WHO Invites Comments on Biosimilars Q&A

The World Health Organization (WHO) has produced a draft Question and Answer (Q&A) document that gives additional clarification to its 2009 guidelines for evaluating similar biotherapeutic products, particularly with respect to evaluating biosimilars of monoclonal antibodies.
The Center for Biosimilars Staff
August 01, 2018
The World Health Organization (WHO) has produced a draft Question and Answer (Q&A) document that gives additional clarification to its 2009 guidelines for evaluating similar biotherapeutic products, particularly with respect to evaluating biosimilars of monoclonal antibodies.

The contents of the draft document, which the WHO emphasizes must be read in the context of the guidelines, were selected on the basis of the questions most frequently asked by regulators during implementation workshops for the WHO guideline document, which seeks to provide globally acceptable principles for the licensing of follow-on biologics (except for vaccines and plasma-derived products, for which the organization provides separate recommendations and guidance). The WHO says that the guidelines can be adopted in whole or in part by any national regulatory authority worldwide.

The Q&A follows 6 broad categories: the concept for licensing similar biotherapeutic products, reference biotherapeutic products, quality, nonclinical evaluation, clinical evaluation, and pharmacovigilance. Topics addressed in the Q&A range from basic definitions of terms such as “similar biotherapeutic product” and “reference biotherapeutic product” to more technical issues, such as how many batches of a product should be tested in comparability studies, how comprehensive an evaluation of glycan structure should be, and how updates to safety information for a reference product should be handled for approved biosimilars, among others.

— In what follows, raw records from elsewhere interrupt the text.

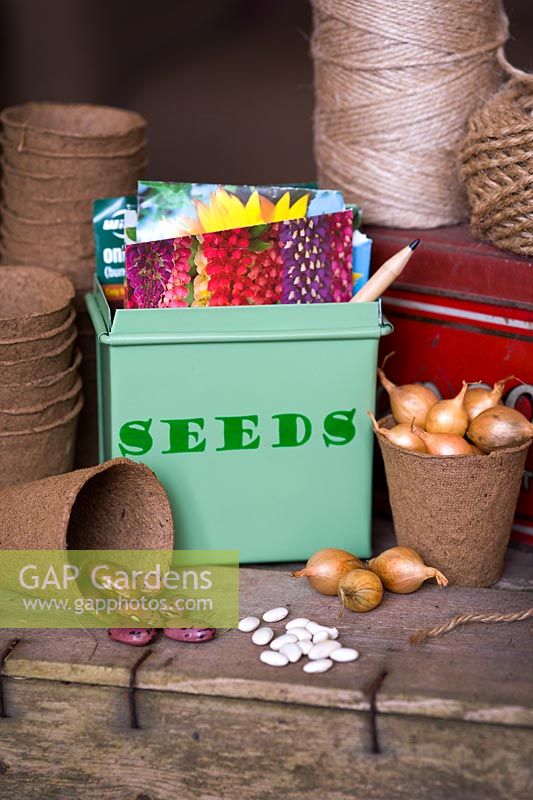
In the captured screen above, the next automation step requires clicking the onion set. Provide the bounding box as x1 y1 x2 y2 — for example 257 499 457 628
378 353 438 428
463 375 516 422
367 411 427 453
292 547 364 596
413 426 474 456
368 547 448 594
424 381 468 436
337 569 383 612
467 405 533 453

The WHO invites stakeholders to submit written comments on the draft to the Department of Essential Medicines and Health Products by September 20, 2018. After the organization’s Expert Committee on Biological Standardization has had the opportunity to review the comments and discuss any alterations to the document, the outcome of its deliberations will be published in the WHO Technical Report Series.

Additional initiatives of the WHO on promoting biosimilars include its pilot program to prequalify biosimilars for oncology indications. In May 2017, the organization announced that it would launch the pilot, which intended to expand access to some of the most expensive biologics in low- and middle-income countries.

Under the program, if the WHO finds that a biosimilar is comparable to its reference in terms of quality, safety, and efficacy, WHO will list the product, making it eligible for procurement by United Nations agencies. It will also allow some middle- and low-income countries that rely on WHO prequalification to make the listed biosimilar available to patients.